A recovery for business aviation has started, but should not be regarded as stable until 2012 and will not take place uniformly throughout the sector.

That is the verdict of a group of industry leaders who gathered at EBACE to answer the question: "Exiting the economic crisis: where are we now and where are we going?" Teal Group chief analyst Richard Aboulafia says there will be "a permanent structured shift in favour of larger aircraft".

Not only has the top end of the market suffered less of a dip than the lower end, says Aboulafia, but the recovery will also come sooner and stronger at the top. Part of this disparity results from the greater use of third party financial support by the owners of smaller aircraft, Aboulafia says, and with such finance more difficult to obtain it will hinder sector recovery.

He believes the economic dip has bottomed out, and the climb back has begun, but it likely to level out for some time before the recovery stabilises. TAG Aviation chairman Roger McMullen says many in the industry were aware in 2008 that "we were experiencing a bubble". He says that is why the pinnacle in 2007-08 is not a good benchmark from which further expansion should be judged.

McMullen thinks 2006 is a more reliable indicator from where the industry should start.
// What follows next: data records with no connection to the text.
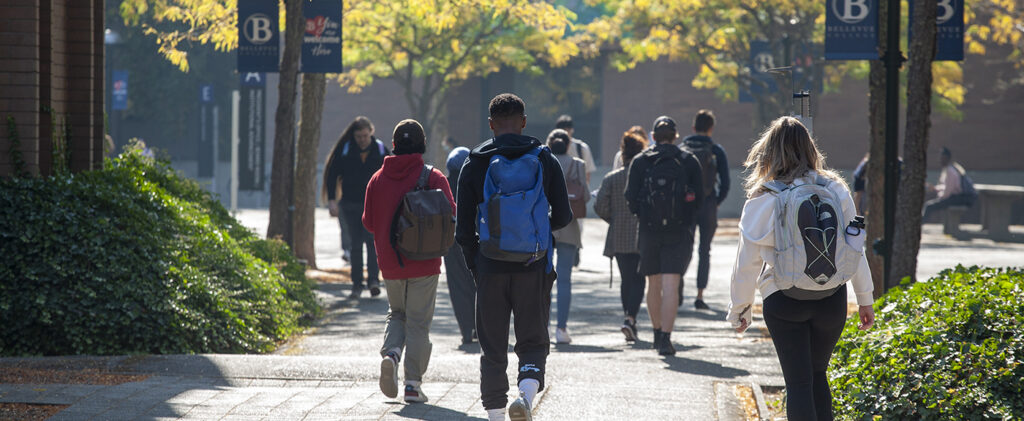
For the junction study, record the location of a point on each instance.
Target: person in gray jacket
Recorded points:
(621, 241)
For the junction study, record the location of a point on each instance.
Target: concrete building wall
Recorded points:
(51, 58)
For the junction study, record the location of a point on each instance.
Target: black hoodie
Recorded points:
(470, 195)
(638, 170)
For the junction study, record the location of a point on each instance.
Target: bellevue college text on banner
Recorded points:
(851, 30)
(259, 35)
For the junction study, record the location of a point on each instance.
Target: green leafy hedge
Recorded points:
(951, 347)
(136, 258)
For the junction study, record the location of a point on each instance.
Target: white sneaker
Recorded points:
(562, 336)
(520, 410)
(414, 393)
(389, 376)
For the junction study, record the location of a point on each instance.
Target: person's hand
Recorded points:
(743, 324)
(866, 317)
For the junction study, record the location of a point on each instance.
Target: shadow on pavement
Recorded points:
(430, 412)
(566, 347)
(702, 368)
(710, 316)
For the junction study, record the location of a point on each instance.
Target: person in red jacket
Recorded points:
(412, 286)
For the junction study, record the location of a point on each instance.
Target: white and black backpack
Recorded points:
(814, 254)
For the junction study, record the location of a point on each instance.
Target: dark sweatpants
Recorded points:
(805, 332)
(462, 290)
(707, 222)
(633, 284)
(527, 296)
(359, 236)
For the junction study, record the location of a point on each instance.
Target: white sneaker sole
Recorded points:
(389, 378)
(630, 337)
(519, 411)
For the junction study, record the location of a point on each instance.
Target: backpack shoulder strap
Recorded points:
(775, 186)
(822, 180)
(422, 183)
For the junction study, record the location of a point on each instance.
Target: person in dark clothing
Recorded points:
(665, 251)
(462, 287)
(707, 218)
(506, 288)
(355, 158)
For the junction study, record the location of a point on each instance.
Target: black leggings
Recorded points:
(631, 290)
(805, 333)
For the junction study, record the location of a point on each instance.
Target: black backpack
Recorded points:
(423, 226)
(709, 164)
(667, 200)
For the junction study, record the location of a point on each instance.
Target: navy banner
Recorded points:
(322, 40)
(119, 93)
(761, 81)
(851, 30)
(948, 30)
(259, 36)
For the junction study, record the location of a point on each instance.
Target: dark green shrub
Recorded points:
(948, 348)
(135, 258)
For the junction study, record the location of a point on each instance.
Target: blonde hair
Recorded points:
(784, 152)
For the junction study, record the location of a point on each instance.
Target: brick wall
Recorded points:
(51, 55)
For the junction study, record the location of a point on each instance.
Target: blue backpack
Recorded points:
(513, 217)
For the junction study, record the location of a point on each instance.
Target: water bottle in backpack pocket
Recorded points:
(513, 221)
(814, 255)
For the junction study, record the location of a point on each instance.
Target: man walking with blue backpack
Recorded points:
(511, 196)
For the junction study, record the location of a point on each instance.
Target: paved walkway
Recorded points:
(331, 373)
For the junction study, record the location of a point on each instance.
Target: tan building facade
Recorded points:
(51, 70)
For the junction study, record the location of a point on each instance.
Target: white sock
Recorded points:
(496, 415)
(528, 388)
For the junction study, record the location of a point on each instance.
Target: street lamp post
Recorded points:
(111, 40)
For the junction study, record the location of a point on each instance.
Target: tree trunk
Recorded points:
(283, 166)
(906, 240)
(313, 90)
(876, 171)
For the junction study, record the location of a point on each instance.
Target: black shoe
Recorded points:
(628, 331)
(666, 348)
(656, 343)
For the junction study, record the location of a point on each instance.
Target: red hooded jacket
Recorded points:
(384, 193)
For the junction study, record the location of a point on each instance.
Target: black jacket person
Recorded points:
(506, 288)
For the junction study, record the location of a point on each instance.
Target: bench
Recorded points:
(950, 225)
(996, 203)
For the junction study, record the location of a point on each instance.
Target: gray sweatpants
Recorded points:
(412, 309)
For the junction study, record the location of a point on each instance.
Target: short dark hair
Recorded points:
(564, 122)
(704, 121)
(507, 104)
(632, 144)
(409, 137)
(558, 141)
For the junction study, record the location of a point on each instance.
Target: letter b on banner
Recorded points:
(258, 36)
(851, 30)
(851, 11)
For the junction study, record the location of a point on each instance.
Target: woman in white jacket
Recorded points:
(805, 332)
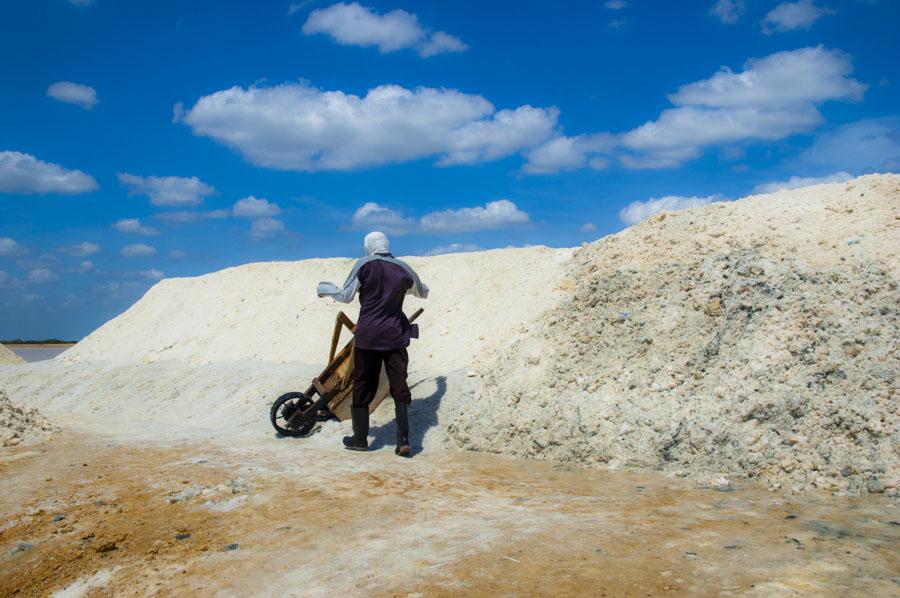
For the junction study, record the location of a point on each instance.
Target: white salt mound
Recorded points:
(8, 357)
(18, 423)
(755, 338)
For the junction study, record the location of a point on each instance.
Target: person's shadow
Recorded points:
(422, 417)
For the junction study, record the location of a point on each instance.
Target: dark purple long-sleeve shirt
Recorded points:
(382, 326)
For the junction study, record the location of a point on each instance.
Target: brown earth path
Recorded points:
(99, 517)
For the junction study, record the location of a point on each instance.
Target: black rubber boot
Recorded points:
(359, 441)
(401, 411)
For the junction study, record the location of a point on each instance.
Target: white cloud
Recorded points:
(138, 250)
(251, 207)
(870, 145)
(295, 6)
(493, 215)
(188, 216)
(264, 228)
(133, 226)
(23, 173)
(167, 190)
(81, 249)
(795, 182)
(497, 214)
(371, 216)
(41, 276)
(728, 11)
(569, 153)
(152, 274)
(9, 246)
(441, 42)
(784, 79)
(298, 127)
(789, 16)
(84, 267)
(772, 98)
(351, 24)
(73, 93)
(453, 248)
(641, 210)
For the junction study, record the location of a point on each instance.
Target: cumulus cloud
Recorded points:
(81, 249)
(189, 216)
(152, 274)
(371, 216)
(641, 210)
(570, 153)
(497, 214)
(84, 267)
(264, 228)
(493, 215)
(133, 226)
(453, 248)
(138, 250)
(23, 173)
(167, 190)
(772, 98)
(728, 11)
(9, 247)
(790, 16)
(440, 43)
(73, 93)
(41, 276)
(351, 24)
(251, 207)
(795, 182)
(869, 145)
(298, 127)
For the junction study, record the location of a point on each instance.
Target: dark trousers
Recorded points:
(367, 371)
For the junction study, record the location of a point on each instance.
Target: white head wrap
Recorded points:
(376, 242)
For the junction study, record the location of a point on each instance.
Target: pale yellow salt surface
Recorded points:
(270, 311)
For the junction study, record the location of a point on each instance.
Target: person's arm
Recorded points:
(344, 295)
(351, 286)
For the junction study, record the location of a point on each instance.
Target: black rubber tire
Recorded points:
(283, 408)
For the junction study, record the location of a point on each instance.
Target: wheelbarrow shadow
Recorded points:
(422, 417)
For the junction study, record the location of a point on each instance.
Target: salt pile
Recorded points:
(755, 338)
(18, 423)
(7, 357)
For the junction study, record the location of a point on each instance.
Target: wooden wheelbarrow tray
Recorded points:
(330, 394)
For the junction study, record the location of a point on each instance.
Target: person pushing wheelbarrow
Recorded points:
(381, 336)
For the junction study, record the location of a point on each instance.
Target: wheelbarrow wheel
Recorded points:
(285, 407)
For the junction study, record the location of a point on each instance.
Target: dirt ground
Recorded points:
(88, 515)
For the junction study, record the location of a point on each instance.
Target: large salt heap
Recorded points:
(754, 338)
(7, 357)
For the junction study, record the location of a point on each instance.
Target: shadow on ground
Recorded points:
(422, 417)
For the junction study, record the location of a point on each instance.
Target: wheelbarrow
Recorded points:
(330, 395)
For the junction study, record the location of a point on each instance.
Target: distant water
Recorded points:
(37, 353)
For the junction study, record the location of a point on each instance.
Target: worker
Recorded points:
(381, 336)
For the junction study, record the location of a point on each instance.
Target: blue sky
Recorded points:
(142, 139)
He agrees with Aboulafia about growth returning earlier and stronger to the large-aircraft sector, but delivers a depressing verdict on the prospects for the fractional ownership sector, predicting "the popularity of fractional ownership is definitely compromised, and my guess is that we may never see again the large acquisitions in that sector."

Overall, McMullen sees "modest but volatile growth in 2010, then gradual growth that trails economic growth by about 18 months".